Rohin Shah comments on Garrabrant and Shah on human modeling in AGI

Rohin Shah 4 Aug 2021 6:27 UTC
LW: 24 AF: 13
AF
Planned summary for the Alignment Newsletter:
This is a conversation between Scott and me about the <@relative dangers of human modeling@>(@Thoughts on Human Models@), moderated by Eli Tyre. From a safety perspective, the main reason to _avoid_ human modeling is that the agent’s cognition will be much “further” away from manipulation of humans; for example, it seems more unlikely that your AI system tricks people into launching nukes, if it never learned very much about humans in the first place. The main counterargument is that this precludes using human oversight of agent cognition (since when humans are overseeing the agent’s cognition, then the agent is likely to learn about humans in order to satisfy that oversight); this human oversight could plausibly greatly increase safety. It also seems like systems that don’t model humans will have a hard time performing many useful tasks, though the conversation mostly did not touch upon this point.

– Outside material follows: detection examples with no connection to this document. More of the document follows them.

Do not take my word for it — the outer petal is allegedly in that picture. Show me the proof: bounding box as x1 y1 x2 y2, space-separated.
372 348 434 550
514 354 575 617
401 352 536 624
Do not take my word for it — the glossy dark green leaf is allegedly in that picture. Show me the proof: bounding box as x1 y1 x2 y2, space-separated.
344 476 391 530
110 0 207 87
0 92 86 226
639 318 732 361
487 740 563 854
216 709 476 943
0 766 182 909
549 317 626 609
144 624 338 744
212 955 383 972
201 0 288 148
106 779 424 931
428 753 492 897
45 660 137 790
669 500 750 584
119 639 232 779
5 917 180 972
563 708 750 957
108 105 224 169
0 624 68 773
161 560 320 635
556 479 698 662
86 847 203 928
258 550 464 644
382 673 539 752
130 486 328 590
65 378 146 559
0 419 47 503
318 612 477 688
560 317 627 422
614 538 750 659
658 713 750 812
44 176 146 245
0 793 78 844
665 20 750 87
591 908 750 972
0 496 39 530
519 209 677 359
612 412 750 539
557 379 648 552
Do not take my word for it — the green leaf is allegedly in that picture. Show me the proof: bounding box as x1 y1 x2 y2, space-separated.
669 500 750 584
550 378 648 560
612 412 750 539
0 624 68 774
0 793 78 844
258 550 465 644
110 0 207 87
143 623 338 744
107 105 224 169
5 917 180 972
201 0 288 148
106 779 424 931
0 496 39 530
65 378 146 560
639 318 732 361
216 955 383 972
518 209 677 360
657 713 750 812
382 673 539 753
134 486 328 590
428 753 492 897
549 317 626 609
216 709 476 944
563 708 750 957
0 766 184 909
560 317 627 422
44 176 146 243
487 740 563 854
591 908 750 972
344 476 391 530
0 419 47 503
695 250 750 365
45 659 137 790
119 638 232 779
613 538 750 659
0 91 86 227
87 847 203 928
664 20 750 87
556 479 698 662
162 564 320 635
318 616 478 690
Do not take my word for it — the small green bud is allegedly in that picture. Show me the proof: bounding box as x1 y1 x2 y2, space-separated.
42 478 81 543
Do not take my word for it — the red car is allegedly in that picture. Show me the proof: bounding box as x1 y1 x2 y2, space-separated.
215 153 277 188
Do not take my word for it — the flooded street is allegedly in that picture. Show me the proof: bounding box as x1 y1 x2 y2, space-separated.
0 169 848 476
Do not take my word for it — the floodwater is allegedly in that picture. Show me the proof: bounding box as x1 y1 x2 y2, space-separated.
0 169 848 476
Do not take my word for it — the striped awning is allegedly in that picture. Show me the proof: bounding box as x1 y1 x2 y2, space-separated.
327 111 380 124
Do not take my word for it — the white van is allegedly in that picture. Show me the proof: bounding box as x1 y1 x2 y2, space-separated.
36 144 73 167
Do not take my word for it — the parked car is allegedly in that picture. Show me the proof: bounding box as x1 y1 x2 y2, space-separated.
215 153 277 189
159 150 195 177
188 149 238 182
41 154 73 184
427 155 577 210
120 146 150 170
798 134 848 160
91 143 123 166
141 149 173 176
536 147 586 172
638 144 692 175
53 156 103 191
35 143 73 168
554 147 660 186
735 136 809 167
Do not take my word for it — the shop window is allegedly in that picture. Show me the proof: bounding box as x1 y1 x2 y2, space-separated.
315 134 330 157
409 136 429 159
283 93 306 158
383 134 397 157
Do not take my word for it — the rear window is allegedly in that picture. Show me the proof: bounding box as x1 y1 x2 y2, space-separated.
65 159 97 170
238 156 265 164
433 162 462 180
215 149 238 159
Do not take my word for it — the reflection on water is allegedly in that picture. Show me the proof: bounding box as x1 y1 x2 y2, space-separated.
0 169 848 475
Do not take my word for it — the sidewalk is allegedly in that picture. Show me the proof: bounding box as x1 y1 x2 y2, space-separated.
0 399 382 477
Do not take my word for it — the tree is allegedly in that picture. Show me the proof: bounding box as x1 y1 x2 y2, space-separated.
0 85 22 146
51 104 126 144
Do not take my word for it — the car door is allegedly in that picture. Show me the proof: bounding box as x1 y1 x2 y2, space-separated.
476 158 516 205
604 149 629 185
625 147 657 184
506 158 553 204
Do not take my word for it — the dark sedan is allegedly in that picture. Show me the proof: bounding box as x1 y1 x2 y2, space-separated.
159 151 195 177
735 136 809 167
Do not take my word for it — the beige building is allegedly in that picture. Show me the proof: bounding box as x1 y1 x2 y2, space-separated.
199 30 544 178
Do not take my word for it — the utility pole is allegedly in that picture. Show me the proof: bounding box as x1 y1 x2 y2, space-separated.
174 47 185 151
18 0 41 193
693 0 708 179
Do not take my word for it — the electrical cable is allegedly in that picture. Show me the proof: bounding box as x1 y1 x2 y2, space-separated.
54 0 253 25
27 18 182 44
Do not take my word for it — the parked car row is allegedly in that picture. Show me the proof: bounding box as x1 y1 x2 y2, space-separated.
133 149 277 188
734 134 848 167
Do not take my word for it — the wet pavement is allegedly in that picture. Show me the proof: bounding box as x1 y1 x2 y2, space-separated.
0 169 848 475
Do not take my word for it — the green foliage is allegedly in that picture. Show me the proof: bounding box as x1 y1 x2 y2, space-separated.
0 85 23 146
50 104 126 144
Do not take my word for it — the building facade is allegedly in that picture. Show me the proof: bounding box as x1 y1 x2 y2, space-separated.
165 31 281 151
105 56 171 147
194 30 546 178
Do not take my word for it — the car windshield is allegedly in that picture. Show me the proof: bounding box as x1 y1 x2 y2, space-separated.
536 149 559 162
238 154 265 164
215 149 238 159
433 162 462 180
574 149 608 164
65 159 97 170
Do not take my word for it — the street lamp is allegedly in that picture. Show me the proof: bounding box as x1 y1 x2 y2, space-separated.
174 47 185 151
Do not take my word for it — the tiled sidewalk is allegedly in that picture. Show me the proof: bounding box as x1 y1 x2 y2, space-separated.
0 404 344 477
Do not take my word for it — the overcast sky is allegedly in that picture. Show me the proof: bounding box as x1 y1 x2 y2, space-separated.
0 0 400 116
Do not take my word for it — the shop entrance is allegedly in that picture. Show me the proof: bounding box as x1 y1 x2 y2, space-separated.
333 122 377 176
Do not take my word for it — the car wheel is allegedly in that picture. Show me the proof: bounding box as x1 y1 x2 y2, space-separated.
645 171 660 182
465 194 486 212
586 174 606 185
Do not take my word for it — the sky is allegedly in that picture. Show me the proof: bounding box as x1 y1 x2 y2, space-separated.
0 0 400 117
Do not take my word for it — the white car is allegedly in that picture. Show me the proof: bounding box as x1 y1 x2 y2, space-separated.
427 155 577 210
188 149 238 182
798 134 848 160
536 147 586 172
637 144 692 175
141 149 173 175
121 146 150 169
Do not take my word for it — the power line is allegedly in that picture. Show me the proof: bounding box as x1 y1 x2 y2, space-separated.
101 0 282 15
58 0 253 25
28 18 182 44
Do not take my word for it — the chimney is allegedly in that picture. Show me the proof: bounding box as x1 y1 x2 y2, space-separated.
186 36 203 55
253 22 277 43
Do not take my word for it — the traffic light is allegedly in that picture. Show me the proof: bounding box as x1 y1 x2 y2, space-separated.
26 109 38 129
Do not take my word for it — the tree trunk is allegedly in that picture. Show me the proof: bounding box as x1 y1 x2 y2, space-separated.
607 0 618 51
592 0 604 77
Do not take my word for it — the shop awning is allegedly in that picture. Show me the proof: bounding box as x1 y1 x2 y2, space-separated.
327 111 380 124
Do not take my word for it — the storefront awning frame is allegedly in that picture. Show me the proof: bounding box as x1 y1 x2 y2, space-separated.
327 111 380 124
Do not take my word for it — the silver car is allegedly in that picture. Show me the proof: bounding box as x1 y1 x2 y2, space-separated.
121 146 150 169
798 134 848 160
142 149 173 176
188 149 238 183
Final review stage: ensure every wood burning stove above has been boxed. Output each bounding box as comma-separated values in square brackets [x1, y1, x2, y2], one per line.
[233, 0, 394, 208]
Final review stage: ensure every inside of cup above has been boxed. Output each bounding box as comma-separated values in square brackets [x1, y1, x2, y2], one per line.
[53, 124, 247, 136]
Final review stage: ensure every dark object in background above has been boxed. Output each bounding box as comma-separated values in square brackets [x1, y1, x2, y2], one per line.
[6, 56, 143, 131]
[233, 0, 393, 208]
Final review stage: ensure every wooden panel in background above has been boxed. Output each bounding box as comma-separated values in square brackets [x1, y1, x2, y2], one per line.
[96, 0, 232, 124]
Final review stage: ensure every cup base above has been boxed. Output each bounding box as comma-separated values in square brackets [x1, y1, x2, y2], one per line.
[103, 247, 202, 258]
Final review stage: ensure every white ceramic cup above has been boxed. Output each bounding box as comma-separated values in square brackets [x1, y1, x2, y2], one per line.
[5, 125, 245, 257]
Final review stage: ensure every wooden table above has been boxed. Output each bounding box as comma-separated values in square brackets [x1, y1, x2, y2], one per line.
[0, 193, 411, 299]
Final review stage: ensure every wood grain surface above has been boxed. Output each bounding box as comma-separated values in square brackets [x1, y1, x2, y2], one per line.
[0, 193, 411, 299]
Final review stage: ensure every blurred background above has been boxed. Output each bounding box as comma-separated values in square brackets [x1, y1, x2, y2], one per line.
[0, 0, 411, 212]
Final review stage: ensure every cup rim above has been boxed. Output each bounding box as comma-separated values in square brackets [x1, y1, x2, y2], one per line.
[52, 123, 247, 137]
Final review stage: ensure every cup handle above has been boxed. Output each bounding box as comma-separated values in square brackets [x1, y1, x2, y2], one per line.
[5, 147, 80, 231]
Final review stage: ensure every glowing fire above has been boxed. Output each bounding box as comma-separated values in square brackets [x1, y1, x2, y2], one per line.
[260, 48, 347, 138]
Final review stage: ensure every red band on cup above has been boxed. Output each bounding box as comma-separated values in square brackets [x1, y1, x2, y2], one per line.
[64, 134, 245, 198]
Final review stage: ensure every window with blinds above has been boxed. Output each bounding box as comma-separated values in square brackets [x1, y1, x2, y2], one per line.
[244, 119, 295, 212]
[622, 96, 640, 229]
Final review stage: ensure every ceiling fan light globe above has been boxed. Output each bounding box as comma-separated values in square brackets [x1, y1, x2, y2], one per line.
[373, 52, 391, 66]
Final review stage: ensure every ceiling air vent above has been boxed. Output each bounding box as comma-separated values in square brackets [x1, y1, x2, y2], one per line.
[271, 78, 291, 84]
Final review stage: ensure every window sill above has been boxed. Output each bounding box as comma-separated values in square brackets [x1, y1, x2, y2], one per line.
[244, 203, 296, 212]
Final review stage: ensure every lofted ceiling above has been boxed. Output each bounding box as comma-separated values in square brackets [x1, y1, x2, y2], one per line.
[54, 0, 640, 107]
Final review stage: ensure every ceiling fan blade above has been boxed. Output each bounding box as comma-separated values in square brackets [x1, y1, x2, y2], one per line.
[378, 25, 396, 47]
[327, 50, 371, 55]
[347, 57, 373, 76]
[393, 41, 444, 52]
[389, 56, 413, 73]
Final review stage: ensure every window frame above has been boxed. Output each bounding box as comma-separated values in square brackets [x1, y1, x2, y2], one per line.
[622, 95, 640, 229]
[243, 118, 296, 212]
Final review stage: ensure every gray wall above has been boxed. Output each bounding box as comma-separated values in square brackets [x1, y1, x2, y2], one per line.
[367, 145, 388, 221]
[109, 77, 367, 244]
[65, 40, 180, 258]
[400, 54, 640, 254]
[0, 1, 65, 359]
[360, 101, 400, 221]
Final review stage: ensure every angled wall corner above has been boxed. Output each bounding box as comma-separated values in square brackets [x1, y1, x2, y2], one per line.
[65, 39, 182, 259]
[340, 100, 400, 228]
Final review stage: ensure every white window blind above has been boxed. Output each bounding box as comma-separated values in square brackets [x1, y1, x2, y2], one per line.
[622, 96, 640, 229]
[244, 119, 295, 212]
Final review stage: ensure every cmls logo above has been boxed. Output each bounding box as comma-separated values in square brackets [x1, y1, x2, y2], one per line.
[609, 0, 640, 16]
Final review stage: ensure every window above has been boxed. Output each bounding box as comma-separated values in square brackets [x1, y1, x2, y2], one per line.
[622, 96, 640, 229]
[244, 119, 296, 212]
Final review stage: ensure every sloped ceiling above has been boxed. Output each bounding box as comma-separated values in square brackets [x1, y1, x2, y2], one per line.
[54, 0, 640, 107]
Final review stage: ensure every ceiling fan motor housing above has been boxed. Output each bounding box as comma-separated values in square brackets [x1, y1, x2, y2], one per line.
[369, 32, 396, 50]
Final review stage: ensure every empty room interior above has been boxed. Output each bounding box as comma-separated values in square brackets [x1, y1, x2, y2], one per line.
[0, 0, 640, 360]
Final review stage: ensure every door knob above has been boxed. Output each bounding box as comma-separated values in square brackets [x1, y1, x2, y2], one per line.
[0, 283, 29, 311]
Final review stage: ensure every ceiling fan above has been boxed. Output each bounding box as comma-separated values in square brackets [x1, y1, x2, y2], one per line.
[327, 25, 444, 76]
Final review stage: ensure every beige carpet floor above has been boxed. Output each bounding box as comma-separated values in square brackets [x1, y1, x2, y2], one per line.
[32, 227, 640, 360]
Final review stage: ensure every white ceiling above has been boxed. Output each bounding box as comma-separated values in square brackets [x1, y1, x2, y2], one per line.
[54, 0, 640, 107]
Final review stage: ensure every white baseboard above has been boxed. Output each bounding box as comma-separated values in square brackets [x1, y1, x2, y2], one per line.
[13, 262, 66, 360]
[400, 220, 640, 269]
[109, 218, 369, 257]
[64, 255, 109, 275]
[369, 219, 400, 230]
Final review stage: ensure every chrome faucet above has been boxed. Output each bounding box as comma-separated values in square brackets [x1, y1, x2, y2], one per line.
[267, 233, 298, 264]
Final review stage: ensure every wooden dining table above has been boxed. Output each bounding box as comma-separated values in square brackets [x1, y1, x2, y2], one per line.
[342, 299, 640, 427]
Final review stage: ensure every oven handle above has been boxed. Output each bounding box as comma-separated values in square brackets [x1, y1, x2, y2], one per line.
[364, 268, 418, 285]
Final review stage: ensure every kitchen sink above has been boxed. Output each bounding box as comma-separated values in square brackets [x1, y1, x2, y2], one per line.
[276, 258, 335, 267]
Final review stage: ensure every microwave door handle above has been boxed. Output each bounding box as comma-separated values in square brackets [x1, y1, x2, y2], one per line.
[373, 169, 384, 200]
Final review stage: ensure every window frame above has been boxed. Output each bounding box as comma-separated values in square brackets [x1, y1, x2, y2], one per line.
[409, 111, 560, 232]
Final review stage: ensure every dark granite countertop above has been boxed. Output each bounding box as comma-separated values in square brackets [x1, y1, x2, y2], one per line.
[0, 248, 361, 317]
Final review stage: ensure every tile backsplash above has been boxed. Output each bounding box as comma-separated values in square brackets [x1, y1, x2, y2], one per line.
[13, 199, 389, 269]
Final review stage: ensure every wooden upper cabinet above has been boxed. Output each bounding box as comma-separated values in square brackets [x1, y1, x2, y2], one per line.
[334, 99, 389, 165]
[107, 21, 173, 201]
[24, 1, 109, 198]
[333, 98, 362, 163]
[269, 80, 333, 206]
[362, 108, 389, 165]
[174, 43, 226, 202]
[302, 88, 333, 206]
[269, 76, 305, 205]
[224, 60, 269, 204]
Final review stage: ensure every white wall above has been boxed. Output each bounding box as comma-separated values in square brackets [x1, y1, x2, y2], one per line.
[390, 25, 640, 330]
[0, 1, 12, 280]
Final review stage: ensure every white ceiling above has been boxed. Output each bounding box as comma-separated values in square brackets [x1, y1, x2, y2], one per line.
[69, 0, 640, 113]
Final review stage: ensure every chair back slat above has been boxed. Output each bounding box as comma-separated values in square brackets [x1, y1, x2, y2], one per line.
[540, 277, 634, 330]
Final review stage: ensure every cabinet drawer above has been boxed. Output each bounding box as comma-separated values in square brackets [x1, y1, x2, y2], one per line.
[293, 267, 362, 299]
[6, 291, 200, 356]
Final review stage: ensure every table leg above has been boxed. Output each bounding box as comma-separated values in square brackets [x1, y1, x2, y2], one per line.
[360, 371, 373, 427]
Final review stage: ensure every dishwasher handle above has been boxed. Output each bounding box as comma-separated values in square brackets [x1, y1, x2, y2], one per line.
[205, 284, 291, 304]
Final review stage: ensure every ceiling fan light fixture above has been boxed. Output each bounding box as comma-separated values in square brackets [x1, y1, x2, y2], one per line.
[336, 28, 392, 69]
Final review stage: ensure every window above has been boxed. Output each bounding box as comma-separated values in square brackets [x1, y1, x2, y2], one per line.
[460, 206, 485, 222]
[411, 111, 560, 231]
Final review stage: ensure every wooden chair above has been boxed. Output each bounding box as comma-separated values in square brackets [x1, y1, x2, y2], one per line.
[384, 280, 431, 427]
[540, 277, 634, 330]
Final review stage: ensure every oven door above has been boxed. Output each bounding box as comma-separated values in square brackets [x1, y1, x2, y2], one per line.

Scott’s position is that given there are these two quite different risks (manipulation worries, vs. learning the wrong cognition due to poor oversight), it seems worthwhile to put some effort into addressing each risk, and avoiding human models is much more neglected than improving human oversight. My position is that it seems much less likely that there is a plausible success path where we do very little human modeling, and so I want a lot more work along the oversight path. I _do_ think that it is worth differentially pushing AI systems towards tasks that don’t require much human modeling, e.g. physics and engineering, rather than ones that do, e.g. sales and marketing, but this seems roughly independent of technical work, at least currently.